Breaking the Consumer Code: New Insights Into Ways Consumers Really Think About Funerals

Editor’s note: James Forr was the keynote speaker at CFSA’s 2014 Winter Seminar in Puerto Rico in March.  He wrote this follow-up article especially for the CFSA Newsletter.  His complete 80-slide presentation is available in the member-only section of our CFSAA.org website in Resources > Educational Resources.

 

The ground is shifting in the death care industry.  Recent years have seen a spike in rates of cremation and an increasing number of people eschewing traditional services. The Funeral Service Foundation has recognized how critical it is for its members to reach these seemingly unreachable consumers.

 

The Foundation commissioned our firm to gain a deeper understanding of people who prefer a non-traditional service for themselves.  (A non-traditional service was defined as one with no body present, one that is a non-religious service, one conducted significantly after the death occurs, or one held outside a place of worship or funeral home).
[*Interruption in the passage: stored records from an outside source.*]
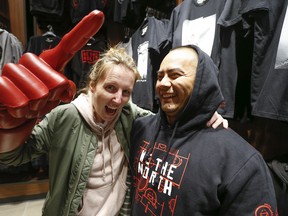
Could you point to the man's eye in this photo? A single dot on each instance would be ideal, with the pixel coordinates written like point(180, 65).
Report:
point(160, 77)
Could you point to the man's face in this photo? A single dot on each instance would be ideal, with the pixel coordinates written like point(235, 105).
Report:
point(175, 81)
point(112, 92)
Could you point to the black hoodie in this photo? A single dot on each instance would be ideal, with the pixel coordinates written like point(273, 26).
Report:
point(189, 169)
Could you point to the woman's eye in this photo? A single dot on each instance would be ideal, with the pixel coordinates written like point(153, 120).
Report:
point(126, 93)
point(110, 88)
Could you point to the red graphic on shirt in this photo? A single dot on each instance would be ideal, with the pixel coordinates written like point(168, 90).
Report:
point(264, 210)
point(90, 56)
point(157, 175)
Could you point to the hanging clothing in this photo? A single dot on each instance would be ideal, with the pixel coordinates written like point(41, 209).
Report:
point(10, 48)
point(146, 48)
point(37, 44)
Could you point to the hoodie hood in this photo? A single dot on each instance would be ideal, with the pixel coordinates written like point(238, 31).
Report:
point(205, 98)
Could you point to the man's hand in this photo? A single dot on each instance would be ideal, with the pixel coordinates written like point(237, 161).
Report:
point(217, 120)
point(36, 85)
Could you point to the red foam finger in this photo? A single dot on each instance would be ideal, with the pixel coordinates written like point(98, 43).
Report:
point(73, 41)
point(13, 99)
point(28, 83)
point(56, 82)
point(13, 138)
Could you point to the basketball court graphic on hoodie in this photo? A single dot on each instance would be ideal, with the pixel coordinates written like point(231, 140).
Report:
point(162, 171)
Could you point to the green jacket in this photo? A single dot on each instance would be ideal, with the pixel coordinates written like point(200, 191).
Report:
point(71, 147)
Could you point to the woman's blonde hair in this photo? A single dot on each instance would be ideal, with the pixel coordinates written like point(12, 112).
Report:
point(111, 57)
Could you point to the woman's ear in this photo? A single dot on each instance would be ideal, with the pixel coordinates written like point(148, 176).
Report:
point(92, 86)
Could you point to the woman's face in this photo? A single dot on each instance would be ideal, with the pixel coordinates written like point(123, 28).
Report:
point(112, 92)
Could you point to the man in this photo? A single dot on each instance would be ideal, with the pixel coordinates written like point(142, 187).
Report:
point(182, 167)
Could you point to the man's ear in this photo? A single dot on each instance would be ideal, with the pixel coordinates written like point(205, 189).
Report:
point(92, 87)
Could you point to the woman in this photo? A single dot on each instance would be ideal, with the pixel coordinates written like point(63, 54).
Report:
point(87, 142)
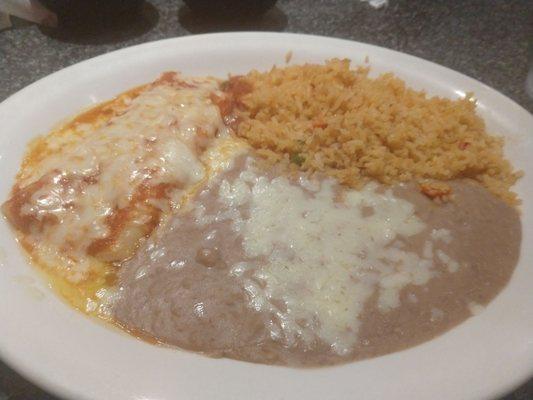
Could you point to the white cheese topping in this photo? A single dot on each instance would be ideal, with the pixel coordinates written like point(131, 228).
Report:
point(97, 170)
point(316, 255)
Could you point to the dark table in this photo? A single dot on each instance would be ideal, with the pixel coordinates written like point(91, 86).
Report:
point(487, 40)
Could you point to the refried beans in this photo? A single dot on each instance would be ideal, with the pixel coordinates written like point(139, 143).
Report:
point(200, 283)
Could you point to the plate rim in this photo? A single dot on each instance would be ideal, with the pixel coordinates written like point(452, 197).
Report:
point(62, 390)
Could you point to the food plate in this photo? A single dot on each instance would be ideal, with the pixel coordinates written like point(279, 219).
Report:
point(76, 357)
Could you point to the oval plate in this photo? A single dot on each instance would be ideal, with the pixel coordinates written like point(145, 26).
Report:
point(73, 356)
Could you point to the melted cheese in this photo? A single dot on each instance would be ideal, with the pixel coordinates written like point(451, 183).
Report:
point(96, 166)
point(315, 255)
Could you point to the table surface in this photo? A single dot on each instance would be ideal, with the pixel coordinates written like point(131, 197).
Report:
point(488, 40)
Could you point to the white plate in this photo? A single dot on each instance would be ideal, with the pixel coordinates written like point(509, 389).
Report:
point(76, 357)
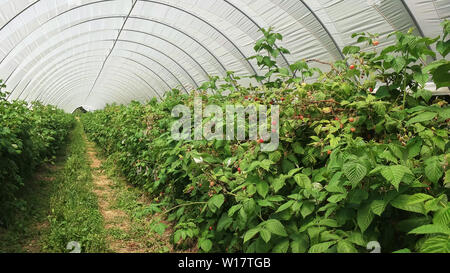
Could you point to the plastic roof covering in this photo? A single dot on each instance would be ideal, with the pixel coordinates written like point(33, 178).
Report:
point(73, 53)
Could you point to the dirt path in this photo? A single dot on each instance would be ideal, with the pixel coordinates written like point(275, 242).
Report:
point(124, 233)
point(113, 218)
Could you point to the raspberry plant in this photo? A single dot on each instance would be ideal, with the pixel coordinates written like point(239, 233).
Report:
point(353, 166)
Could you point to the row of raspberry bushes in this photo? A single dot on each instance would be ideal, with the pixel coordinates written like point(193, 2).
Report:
point(353, 166)
point(30, 134)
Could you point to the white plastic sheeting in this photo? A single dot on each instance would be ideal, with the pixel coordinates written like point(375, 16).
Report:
point(93, 52)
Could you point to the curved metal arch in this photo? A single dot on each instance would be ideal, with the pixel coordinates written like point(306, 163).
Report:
point(207, 23)
point(18, 14)
point(50, 19)
point(109, 40)
point(52, 93)
point(413, 18)
point(256, 24)
point(116, 95)
point(69, 75)
point(38, 87)
point(81, 6)
point(125, 85)
point(54, 70)
point(113, 85)
point(123, 75)
point(325, 28)
point(204, 47)
point(104, 99)
point(46, 75)
point(129, 41)
point(75, 82)
point(156, 36)
point(61, 80)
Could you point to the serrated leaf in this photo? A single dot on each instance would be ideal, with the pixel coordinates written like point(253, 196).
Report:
point(303, 181)
point(433, 169)
point(426, 116)
point(321, 247)
point(436, 244)
point(281, 247)
point(346, 247)
point(300, 243)
point(402, 202)
point(206, 245)
point(355, 172)
point(275, 227)
point(265, 235)
point(364, 217)
point(378, 207)
point(394, 174)
point(431, 229)
point(262, 188)
point(285, 206)
point(307, 209)
point(250, 234)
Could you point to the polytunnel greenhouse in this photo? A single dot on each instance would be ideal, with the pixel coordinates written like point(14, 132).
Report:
point(224, 126)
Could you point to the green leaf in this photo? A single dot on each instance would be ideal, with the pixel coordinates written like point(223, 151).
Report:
point(378, 207)
point(346, 247)
point(404, 250)
point(403, 202)
point(398, 64)
point(303, 181)
point(433, 169)
point(355, 172)
point(442, 217)
point(419, 198)
point(394, 174)
point(262, 188)
point(307, 209)
point(437, 244)
point(426, 116)
point(217, 200)
point(300, 243)
point(351, 50)
point(251, 233)
point(298, 149)
point(275, 227)
point(281, 247)
point(421, 78)
point(321, 247)
point(285, 206)
point(265, 235)
point(430, 229)
point(206, 245)
point(364, 217)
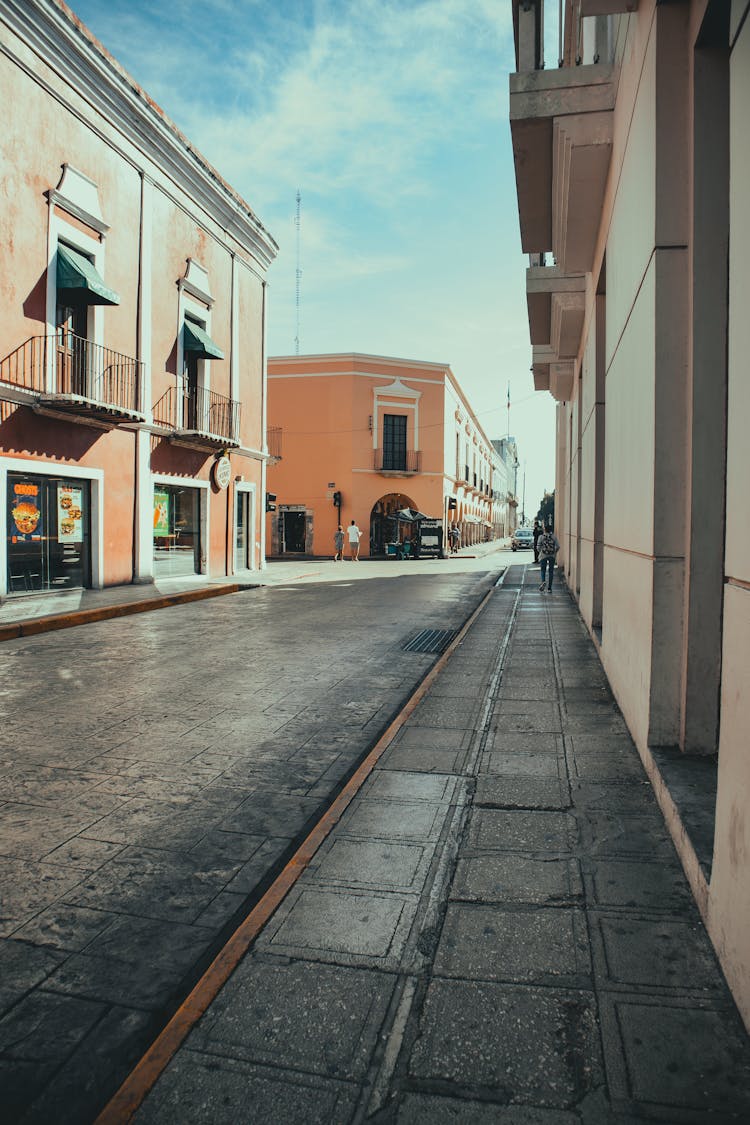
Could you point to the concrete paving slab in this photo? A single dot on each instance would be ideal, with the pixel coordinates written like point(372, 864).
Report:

We conducted one-on-one interviews using our ZMET research technique, which incorporates metaphor exploration and other projective tools to unearth people’s unconscious thoughts and feelings.  ZMET has been a part of our tool kit for nearly 20 years, and we have used it in more than 600 studies for Fortune 500 companies around the world.

 

In preparation for the interviews, we asked participants (men and women, age 50-70) to collect two groups of images:  one set of pictures representing how they think and feel about traditional end-of-life services and ceremonies, and another set representing what they want from their own service or ceremony.

 

The contrast was stark.  These consumers frame traditional services as being like a lonely, lifeless tomb — and they mean that metaphorically, not literally, which makes the insight all the more psychologically potent.  The setting of these services seems suffocating, and sterile.  The mood is cold and dark and focused not on the impact the person made in life, but instead on the sadness of their death.  It is an atmosphere that generates feelings of isolation, discomfort, and even powerlessness.  As one respondent put it:

 

“Traditional services are almost a lecture of sorts.  The ceremony makes participants more sorrowful.  I almost think of traditional funerals as puppetry with someone in control manipulating the people in attendance to act the way they feel is appropriate.”

 

In other words, mourners enter the service sad and disconnected, and they leave feeling just as sad and disconnected — and if the service fails to transform you in some way, these people contend, what was the point?

 

On the other hand, what they are looking for from their own service is something akin to a crowning performance.  They want this valedictory to be truly personalized and to demonstrate the ways in which their life mattered.  A woman told us a poignant story about a service she attended that serves as a model for the kind of celebration she would like to create for herself:

 

“I want plenty of dancing and laughing and having a great time.  When we left [my friend’s funeral] everybody was laughing and talking about the person because we saw all the happy moments on DVD, the person moving around live.  We were talking about the person like they still existed.  We didn’t grieve her life.  We celebrated her life.  I didn’t leave heartbroken.  [My heart] was sliced, but it wasn’t broken.  When I walked away from there, I thought she was sort of still with me.  I [was] basking in her achievements and her friendship and what she meant.”

 

Based on these insights, we developed three sets recommendations for funeral directors:

 

1)  Messaging to consumers.  Rather than focusing on how people are different, do what great brands do and focus on the deep commonalities that we all share.  Despite differences in geography, religion, ethnicity, race, and gender, humans are much more similar than different when we get down to our core emotions.  We all want to feel like our lives had some meaning.  When you dig a little bit, you will find that even people who say, “Just throw me in the ground and don’t make a fuss” still want to be remembered in some way.

 

2) Creating a non-traditional service.  Funeral directors should leave the checklists behind and begin thinking of themselves more as biographers and artists. They should begin the planning process by learning about the person’s life, what mattered to them, and why the world was a better place for that person having been in it.  With those insights in hand, funeral directors can use their experience and imagination to help consumers design a unique, meaningful, and moving service.

 

3) Funeral home design.  A funeral home can be an intimidating place.  We suggest leveraging learning from environmental psychology and redesigning the funeral home of the future in a way that minimizes feelings of confinement, stimulates creative thinking, and emphasizes that the funeral home is not merely a repository for dead bodies and caskets, but also a place where important emotional transformations occur.

 

Boomers, as a whole, are less traditional than their parents, and looking down the road it appears likely that Gen Xers and Millennials will be even more iconoclastic when it comes to how they mark their deaths.  A profitable future for the industry depends on understanding these consumers’ deepest emotional needs and developing the flexibility and creativity required to meet those needs.